The use of FDG-PET in the management of cystic lesions of the pancreas was first reported by Sperti et al. from Padua [9]. They retrospectively evaluated 56 patients with cystic lesions of the pancreas comparing FDG-PET and CT scans using a standardized uptake value (SUV) greater than 2.5 as positive for malignancy. FDG-PET had sensitivity, specificity, positive and negative predictive values, and accuracy in detecting a malignant cyst of 94%, 97%, 94%, 97%, and 96%, respectively, as compared to CT with values of 65%, 87%, 69%, 85%, and 80%, respectively. The same group subsequently performed a follow-up prospective study of 50 patients with virtually identical results [10]. The sensitivity, specificity, positive and negative predictive values and accuracy of FDG-PET in the second study were 94%, 94%, 89%, 97%, and 94%, respectively, as compared to the figures for CT (65%, 88%, 73%, 83%, and 80%, respectively). When we carefully analyzed their results for IPMNs alone, FDG-PET correctly distinguished all IPMNs as benign (8/8) or malignant (1/1) in their initial study [9]. In their second study, FDG-PET correctly diagnosed 8/8 benign and 8/8 malignant IPMNs [10]. However, a recent study from the Sloan-Kettering Memorial Cancer Center addressing the utility of FDGPET in 68 patients with cystic lesions of the pancreas demonstrated a sensitivity and specificity of only 57% and 85%, respectively, in detecting a malignant cystic lesion [12]. FDG-PET correctly diagnosed 3/3 benign and 1/2 malignant IPMNs [12].
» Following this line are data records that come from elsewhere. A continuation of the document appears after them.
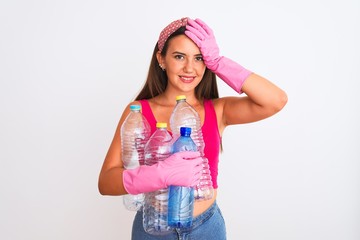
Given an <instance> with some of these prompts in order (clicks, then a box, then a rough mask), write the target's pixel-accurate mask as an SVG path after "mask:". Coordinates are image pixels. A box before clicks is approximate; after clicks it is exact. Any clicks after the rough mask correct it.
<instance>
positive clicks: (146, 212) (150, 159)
mask: <svg viewBox="0 0 360 240" xmlns="http://www.w3.org/2000/svg"><path fill="white" fill-rule="evenodd" d="M171 145H172V136H171V135H170V133H169V132H168V131H167V129H166V123H162V124H160V123H158V124H157V130H156V131H155V132H154V133H153V135H151V137H150V139H149V141H148V142H147V144H146V145H145V150H144V152H145V165H149V166H150V165H153V164H156V163H158V162H159V161H163V160H165V159H166V158H167V157H169V156H170V155H171ZM149 181H151V179H149ZM168 194H169V191H168V188H166V189H160V190H157V191H154V192H150V193H145V202H144V208H143V227H144V230H145V231H146V232H147V233H150V234H152V235H165V234H168V233H170V232H171V228H170V227H169V225H168Z"/></svg>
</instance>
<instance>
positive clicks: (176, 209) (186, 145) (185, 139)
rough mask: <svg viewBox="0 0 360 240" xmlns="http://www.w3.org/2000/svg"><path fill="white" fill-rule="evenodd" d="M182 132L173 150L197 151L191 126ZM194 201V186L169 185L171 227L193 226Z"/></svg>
mask: <svg viewBox="0 0 360 240" xmlns="http://www.w3.org/2000/svg"><path fill="white" fill-rule="evenodd" d="M180 133H181V135H180V137H179V138H178V139H177V140H176V141H175V142H174V144H173V146H172V152H173V153H176V152H182V151H197V147H196V144H195V143H194V141H193V140H192V139H191V137H190V134H191V128H188V127H181V128H180ZM184 161H191V160H184ZM194 201H195V199H194V188H192V187H181V186H170V187H169V206H168V224H169V226H170V227H173V228H189V227H191V224H192V217H193V211H194Z"/></svg>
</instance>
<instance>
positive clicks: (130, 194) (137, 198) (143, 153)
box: [120, 105, 151, 211]
mask: <svg viewBox="0 0 360 240" xmlns="http://www.w3.org/2000/svg"><path fill="white" fill-rule="evenodd" d="M130 110H131V111H130V113H129V115H128V116H127V117H126V119H125V121H124V122H123V124H122V126H121V132H120V134H121V153H122V161H123V164H124V168H125V169H134V168H137V167H139V166H140V165H143V164H144V147H145V144H146V142H147V141H148V140H149V137H150V134H151V128H150V125H149V123H148V121H147V120H146V118H145V117H144V116H143V115H142V113H141V112H140V110H141V106H140V105H131V106H130ZM144 197H145V196H144V194H137V195H131V194H127V195H124V196H123V202H124V205H125V207H126V208H127V209H128V210H131V211H137V210H139V209H140V208H141V206H142V205H143V202H144Z"/></svg>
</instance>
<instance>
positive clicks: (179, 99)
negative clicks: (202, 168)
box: [170, 95, 214, 201]
mask: <svg viewBox="0 0 360 240" xmlns="http://www.w3.org/2000/svg"><path fill="white" fill-rule="evenodd" d="M181 127H190V128H191V131H192V133H191V138H192V139H193V141H194V142H195V144H196V146H197V148H198V151H199V152H200V155H201V157H202V158H203V171H202V176H201V179H200V183H199V184H198V186H196V187H195V192H194V195H195V199H196V200H197V201H200V200H208V199H211V198H212V197H213V192H214V189H213V186H212V181H211V175H210V167H209V162H208V159H207V158H206V157H205V154H204V148H205V143H204V139H203V135H202V130H201V120H200V116H199V114H198V112H197V111H196V110H195V109H194V108H193V107H192V106H191V105H190V104H189V103H188V102H187V101H186V96H184V95H180V96H177V97H176V105H175V108H174V110H173V112H172V114H171V116H170V128H171V131H172V134H173V138H174V139H176V138H177V137H178V136H179V135H180V128H181Z"/></svg>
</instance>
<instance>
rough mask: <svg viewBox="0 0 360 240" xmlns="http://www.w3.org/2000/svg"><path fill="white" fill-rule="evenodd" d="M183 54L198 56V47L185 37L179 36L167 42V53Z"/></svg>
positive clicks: (177, 36)
mask: <svg viewBox="0 0 360 240" xmlns="http://www.w3.org/2000/svg"><path fill="white" fill-rule="evenodd" d="M175 51H177V52H183V53H189V54H190V53H191V54H200V50H199V48H198V46H196V44H195V43H194V42H193V41H192V40H191V39H190V38H188V37H187V36H186V35H184V34H183V35H179V36H176V37H174V38H172V39H170V40H169V46H168V53H172V52H175Z"/></svg>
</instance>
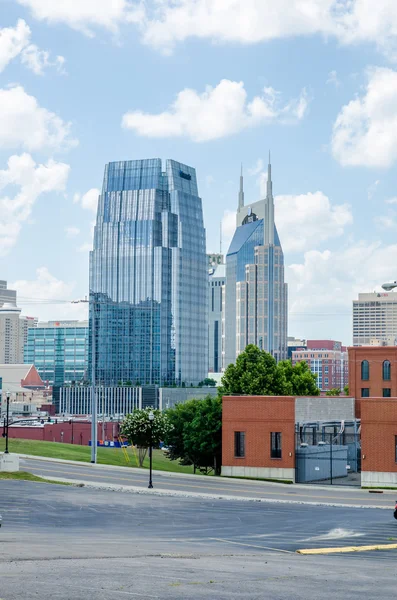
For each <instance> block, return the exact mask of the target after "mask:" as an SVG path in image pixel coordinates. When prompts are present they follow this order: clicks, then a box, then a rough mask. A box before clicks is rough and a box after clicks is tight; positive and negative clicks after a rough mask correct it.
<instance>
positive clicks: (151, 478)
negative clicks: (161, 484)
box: [148, 410, 154, 489]
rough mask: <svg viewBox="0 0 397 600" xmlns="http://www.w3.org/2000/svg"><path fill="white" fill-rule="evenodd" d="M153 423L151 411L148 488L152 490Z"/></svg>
mask: <svg viewBox="0 0 397 600" xmlns="http://www.w3.org/2000/svg"><path fill="white" fill-rule="evenodd" d="M153 421H154V414H153V411H152V410H151V411H150V413H149V423H150V447H149V463H150V466H149V485H148V488H149V489H151V488H152V487H153V482H152V466H153Z"/></svg>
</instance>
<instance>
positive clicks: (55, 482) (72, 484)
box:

Besides these three studies, Yoshioka et al. from Japan reported two cases of histologically-proven invasive malignant IPMNs successfully diagnosed via FDG-PET [11]. The first patient had a 4.5 cm cystic lesion with a 1.5 cm solid mass visible on CT. This was confirmed as malignant on FDGPET demonstrating a SUVmax of 6.0. In the second case, on CT, a 3 cm cystic lesion with no solid components was demonstrated. FDGPET demonstrated an area of increased uptake in the cyst with a SUVmax of 2.6. Hence, from a review of the literature including our current case [9, 10, 11, 12], FDG-PET is extremely accurate in the preoperative evaluation of malignancy in IPMNs. FDG-PET utilizing a SUVmax cut-off of 2.5 was correct in 32/33 cases of IPMNs (19 benign) reported previously with only one false negative result. However, in the absence of large controlled trials, it is possible that the overall results which have been published may be somewhat over-optimistic due to reporting bias.
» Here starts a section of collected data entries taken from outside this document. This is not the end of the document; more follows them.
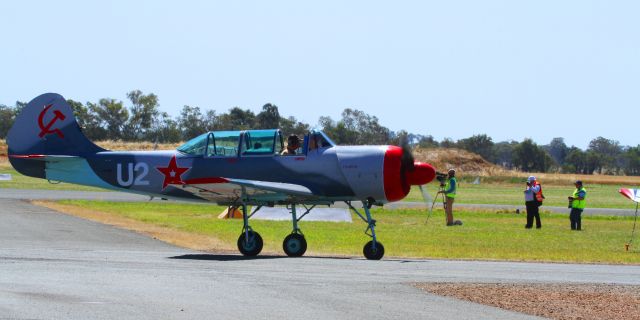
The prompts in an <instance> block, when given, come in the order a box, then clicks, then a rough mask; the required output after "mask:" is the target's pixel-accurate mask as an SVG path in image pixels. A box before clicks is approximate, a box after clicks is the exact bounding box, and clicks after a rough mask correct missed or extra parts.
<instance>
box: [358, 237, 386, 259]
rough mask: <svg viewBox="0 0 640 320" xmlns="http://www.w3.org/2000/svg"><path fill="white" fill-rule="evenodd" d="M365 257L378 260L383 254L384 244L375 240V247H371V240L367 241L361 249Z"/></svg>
mask: <svg viewBox="0 0 640 320" xmlns="http://www.w3.org/2000/svg"><path fill="white" fill-rule="evenodd" d="M362 252H363V253H364V256H365V258H367V259H368V260H380V259H382V256H384V246H383V245H382V243H380V242H376V248H375V250H374V249H373V241H369V242H367V244H365V245H364V249H362Z"/></svg>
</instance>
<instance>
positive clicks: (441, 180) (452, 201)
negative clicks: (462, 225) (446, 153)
mask: <svg viewBox="0 0 640 320" xmlns="http://www.w3.org/2000/svg"><path fill="white" fill-rule="evenodd" d="M438 181H440V191H438V193H439V194H440V193H442V194H444V198H445V203H444V211H445V213H446V214H447V226H459V225H462V221H460V220H453V200H455V198H456V191H457V189H458V180H456V170H454V169H450V170H449V172H448V173H447V176H446V177H444V176H439V177H438Z"/></svg>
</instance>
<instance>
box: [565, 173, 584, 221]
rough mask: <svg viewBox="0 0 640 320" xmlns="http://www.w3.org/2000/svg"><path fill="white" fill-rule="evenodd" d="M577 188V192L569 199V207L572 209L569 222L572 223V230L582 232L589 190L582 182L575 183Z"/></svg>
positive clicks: (577, 182) (569, 198)
mask: <svg viewBox="0 0 640 320" xmlns="http://www.w3.org/2000/svg"><path fill="white" fill-rule="evenodd" d="M575 186H576V190H574V191H573V194H572V195H571V196H570V197H569V207H570V208H571V212H570V213H569V221H571V230H582V211H584V207H585V205H586V201H585V198H586V197H587V190H586V189H585V188H584V186H582V181H580V180H577V181H576V182H575Z"/></svg>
It is known that potential limitations of the specificity of PET/CT in the diagnosis of pancreatic carcinoma includes its use on patients with chronic pancreatitis who had previously undergone upper gastrointestinal surgery, patients with an acute exacerbation of chronic pancreatitis, patients with pancreatitis-related complications such as intracystic hemorrhage which can lead to nonspecific FDG accumulation and patients who have undergone recent interventional procedures (stent, probe placement) [13]. These limitations may potentially exist in IPMNs as patients with IPMNs frequently have pathologic evidence of concomitant pancreatitis secondary to ductal occlusion from the abundant mucin-production [1, 3]. A potential false negative in the use of FDGPET/ CT is the presence of diabetes mellitus as the values of tumor uptake of FDG are lower in insulin-dependant diabetes patients as compared to non-diabetics [8]. As patients with IPMNs frequently have diabetes due to their advanced age and tumor involvement of the pancreas, one should be aware of this potential confounding factor in these patients. However, although false-positive results of FDG-PET have been reported with other cystic lesions of the pancreas such as mucinous cystic neoplasms, Tangier’s disease and pancreatic pseudocysts [9, 10], to the best of our knowledge, this has never been reported for IPMNs.

In conclusion, this case illustrates the emerging utility of FDG-PET/CT in the preoperative detection of malignancy in IPMNs which may be important in preoperative planning. Further studies are required to determine the accuracy of FDGPET/ CT in demonstrating malignancy preoperatively in patients with IPMN.